Obama continued by saying that what is happening now is a “direct results of decades of unaddressed prejudice an inequality.

“The truth is, when it comes to all those tidy stories of hard work and self-determination that we like to tell ourselves about America, well, the reality is a lot more complicated than that. Because for too many people in this country, no matter how hard they work, there are structural barriers working against them that just make the road longer and rockier. And sometimes it’s almost impossible to move upward at all. Because what if you’re required to work during a pandemic, but don’t have enough protective equipment or health insurance from your employer, or paid sick leave? What is more essential: your work or your life? If you don’t feel safe driving your own car in your own neighbourhood? Or going for a jog, or buying some candy at 7-11, or birdwatching? If you can’t even approach the police without fearing for your life, then how do you even begin to chart your own course?”

Obama used the time to share the “lessons” that we are now learning and gave instruction on what to do next.

— Lesson One: “Life will always be uncertain.”

— Lesson Two: “Treating people right will never, ever fail you.”

— Lesson Three: “Share your voice with the rest of the world.”

— Lesson Four:  “Anger is a powerful force, it can be a useful force. But left on its own it will only corrode and destroy and sow chaos on the inside and out. But when anger is focused, when it’s channelled into something more, that is the stuff that changes history.”

“If you can’t even approach the police without fearing for your life, then how do you even begin to chart your own course?””

WATCH: Michelle Obama’s 2020 Commencement Address. Story continues…

Michael B. Jordan Asks for Investment in Black Hiring and Storytelling in Hollywood

Actor Michael B. Jordan has called on Hollywood to hire more “Black creators” and diversity during a protest over the weekend.

During a speech against police brutality, Jordan urged Tinseltown bosses to “invest in black staff”.

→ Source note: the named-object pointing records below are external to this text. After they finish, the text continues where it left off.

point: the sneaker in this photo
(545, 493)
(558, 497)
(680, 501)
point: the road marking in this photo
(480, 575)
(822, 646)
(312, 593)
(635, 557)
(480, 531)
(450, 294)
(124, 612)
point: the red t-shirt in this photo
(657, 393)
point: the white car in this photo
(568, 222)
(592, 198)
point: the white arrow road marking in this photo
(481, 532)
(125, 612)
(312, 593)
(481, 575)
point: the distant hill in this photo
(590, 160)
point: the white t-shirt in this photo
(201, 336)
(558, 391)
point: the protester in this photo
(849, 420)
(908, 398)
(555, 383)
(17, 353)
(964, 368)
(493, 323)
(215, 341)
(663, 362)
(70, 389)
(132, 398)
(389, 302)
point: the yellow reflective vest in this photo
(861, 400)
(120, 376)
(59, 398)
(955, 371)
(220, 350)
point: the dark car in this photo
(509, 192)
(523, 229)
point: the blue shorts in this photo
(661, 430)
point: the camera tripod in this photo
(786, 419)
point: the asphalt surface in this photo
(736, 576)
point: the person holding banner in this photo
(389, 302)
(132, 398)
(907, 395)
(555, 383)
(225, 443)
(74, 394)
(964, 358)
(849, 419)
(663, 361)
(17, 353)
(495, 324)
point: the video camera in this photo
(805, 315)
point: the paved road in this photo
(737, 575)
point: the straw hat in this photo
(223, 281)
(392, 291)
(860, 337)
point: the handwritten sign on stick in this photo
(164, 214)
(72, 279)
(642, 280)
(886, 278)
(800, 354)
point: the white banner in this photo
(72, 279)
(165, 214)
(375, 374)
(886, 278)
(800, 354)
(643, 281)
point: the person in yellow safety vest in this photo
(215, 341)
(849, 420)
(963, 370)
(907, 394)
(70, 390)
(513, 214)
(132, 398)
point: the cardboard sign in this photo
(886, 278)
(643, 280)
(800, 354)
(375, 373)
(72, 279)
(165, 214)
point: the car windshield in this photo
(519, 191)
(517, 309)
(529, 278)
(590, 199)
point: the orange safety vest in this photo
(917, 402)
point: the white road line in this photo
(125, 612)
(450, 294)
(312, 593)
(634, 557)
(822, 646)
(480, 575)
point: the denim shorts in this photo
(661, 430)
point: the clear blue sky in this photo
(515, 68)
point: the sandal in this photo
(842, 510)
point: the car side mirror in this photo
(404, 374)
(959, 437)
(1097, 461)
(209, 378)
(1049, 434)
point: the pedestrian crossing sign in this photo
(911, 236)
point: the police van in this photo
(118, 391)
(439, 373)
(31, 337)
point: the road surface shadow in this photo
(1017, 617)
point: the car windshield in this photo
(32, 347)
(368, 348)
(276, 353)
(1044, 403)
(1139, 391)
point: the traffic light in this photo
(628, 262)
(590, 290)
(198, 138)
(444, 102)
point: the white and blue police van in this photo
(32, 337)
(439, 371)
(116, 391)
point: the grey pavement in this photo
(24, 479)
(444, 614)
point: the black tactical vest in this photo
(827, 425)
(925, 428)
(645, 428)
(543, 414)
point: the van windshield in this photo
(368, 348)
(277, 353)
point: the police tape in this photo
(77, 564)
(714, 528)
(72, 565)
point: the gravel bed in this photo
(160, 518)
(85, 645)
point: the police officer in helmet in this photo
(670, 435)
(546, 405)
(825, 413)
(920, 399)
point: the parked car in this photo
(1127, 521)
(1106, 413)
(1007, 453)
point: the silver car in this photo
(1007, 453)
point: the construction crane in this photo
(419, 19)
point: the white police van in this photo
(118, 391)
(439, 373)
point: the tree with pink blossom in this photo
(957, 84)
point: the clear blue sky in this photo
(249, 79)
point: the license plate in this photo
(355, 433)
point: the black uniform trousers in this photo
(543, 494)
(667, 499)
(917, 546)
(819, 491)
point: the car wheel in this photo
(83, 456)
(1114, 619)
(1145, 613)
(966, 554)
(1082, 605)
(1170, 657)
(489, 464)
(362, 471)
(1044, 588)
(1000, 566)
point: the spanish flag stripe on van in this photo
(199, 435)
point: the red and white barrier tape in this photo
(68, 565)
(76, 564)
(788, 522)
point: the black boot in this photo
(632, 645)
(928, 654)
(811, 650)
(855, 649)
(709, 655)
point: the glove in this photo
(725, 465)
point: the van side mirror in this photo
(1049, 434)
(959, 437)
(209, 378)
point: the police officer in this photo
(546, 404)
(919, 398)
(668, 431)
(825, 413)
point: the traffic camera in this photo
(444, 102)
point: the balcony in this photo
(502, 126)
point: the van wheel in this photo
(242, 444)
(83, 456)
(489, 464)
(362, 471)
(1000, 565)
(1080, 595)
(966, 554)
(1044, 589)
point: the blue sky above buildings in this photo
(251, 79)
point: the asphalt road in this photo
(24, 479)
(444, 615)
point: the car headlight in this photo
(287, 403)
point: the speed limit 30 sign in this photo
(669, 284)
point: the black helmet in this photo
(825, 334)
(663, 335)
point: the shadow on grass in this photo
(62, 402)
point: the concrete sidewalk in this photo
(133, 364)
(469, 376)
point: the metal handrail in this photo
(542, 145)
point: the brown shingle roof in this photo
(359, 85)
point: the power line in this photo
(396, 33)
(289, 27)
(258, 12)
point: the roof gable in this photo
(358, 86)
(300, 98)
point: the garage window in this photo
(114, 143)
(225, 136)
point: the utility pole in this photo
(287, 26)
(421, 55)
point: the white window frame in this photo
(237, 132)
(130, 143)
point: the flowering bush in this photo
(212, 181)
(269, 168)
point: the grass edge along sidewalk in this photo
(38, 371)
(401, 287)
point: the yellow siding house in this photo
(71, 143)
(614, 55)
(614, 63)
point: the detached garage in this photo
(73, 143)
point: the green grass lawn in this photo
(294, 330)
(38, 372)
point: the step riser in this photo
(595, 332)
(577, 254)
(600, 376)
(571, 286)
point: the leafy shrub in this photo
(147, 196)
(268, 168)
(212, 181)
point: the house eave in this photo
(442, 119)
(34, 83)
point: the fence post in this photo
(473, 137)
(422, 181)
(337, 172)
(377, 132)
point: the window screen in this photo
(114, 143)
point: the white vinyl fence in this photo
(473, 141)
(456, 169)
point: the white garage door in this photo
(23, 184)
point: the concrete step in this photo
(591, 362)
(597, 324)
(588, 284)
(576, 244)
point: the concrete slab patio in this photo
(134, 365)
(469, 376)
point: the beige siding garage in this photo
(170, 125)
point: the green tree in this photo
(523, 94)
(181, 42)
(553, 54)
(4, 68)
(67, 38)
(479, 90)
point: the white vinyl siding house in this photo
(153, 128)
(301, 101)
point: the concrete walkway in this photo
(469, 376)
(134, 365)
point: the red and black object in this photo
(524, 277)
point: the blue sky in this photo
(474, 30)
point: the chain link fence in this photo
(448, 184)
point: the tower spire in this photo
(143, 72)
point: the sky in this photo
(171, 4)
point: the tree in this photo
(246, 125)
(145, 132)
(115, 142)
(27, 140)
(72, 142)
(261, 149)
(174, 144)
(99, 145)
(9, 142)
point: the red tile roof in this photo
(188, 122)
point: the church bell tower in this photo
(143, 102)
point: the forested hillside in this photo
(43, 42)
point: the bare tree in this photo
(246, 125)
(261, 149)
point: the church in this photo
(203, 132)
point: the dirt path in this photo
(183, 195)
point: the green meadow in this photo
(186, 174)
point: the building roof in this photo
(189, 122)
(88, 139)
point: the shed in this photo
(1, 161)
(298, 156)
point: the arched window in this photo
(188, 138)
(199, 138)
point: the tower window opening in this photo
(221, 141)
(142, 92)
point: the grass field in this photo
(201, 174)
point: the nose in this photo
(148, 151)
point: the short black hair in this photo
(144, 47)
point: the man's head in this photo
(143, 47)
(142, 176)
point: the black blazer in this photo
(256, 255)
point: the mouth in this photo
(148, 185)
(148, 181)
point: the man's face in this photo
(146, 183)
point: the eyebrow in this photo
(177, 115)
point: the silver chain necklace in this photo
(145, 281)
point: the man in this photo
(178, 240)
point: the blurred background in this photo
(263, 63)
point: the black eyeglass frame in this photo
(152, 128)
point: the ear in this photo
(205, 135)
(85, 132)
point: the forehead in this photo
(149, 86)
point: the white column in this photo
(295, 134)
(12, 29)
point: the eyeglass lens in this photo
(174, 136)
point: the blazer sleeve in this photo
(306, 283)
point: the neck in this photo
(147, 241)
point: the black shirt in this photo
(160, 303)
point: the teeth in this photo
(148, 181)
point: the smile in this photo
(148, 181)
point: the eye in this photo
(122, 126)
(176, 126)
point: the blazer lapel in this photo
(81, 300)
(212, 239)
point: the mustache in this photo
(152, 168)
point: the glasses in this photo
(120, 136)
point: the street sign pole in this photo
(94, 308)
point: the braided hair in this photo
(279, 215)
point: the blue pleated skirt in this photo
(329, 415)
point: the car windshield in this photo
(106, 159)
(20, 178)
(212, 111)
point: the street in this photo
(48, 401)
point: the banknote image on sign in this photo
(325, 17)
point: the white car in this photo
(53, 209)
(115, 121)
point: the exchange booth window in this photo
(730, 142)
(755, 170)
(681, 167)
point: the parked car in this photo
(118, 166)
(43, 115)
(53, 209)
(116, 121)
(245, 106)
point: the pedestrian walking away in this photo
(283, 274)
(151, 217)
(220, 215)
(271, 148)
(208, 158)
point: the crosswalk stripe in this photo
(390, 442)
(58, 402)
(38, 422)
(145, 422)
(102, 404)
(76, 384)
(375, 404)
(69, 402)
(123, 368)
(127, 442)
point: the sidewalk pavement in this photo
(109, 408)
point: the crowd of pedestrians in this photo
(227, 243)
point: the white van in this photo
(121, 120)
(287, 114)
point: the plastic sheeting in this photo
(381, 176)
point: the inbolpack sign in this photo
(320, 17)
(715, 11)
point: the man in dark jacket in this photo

“I’m proud to have an inclusion rider and all that good stuff, and I use my power to demand diversity, but it’s time the studios and agencies and all these buildings we stand in front of to do the same.”

“You committed to a 50/50 gender parity in 2020. Where is the challenge to commit to Black hiring? Black content led by Black executives, Black consultants. Are you policing our storytelling as well? Let us bring our darkness to the light. Black culture: the sneakers, sports, comedic culture that you guys love so much. We’ve dealt with discrimination at every turn. Can you help fund Black brands, companies, cultural leaders, Black organizations?” he added.

Jordan also used the platform to ask Americans to vote this year — something which could make all the difference.

“We got to vote. Everybody says it’s a very easy thing to do, I hear it and I respect it, but voting has never been more important than it is today,” he said.

“Where is the challenge to commit to Black hiring? Black content led by Black executives, Black consultants. Are you policing our storytelling as well?”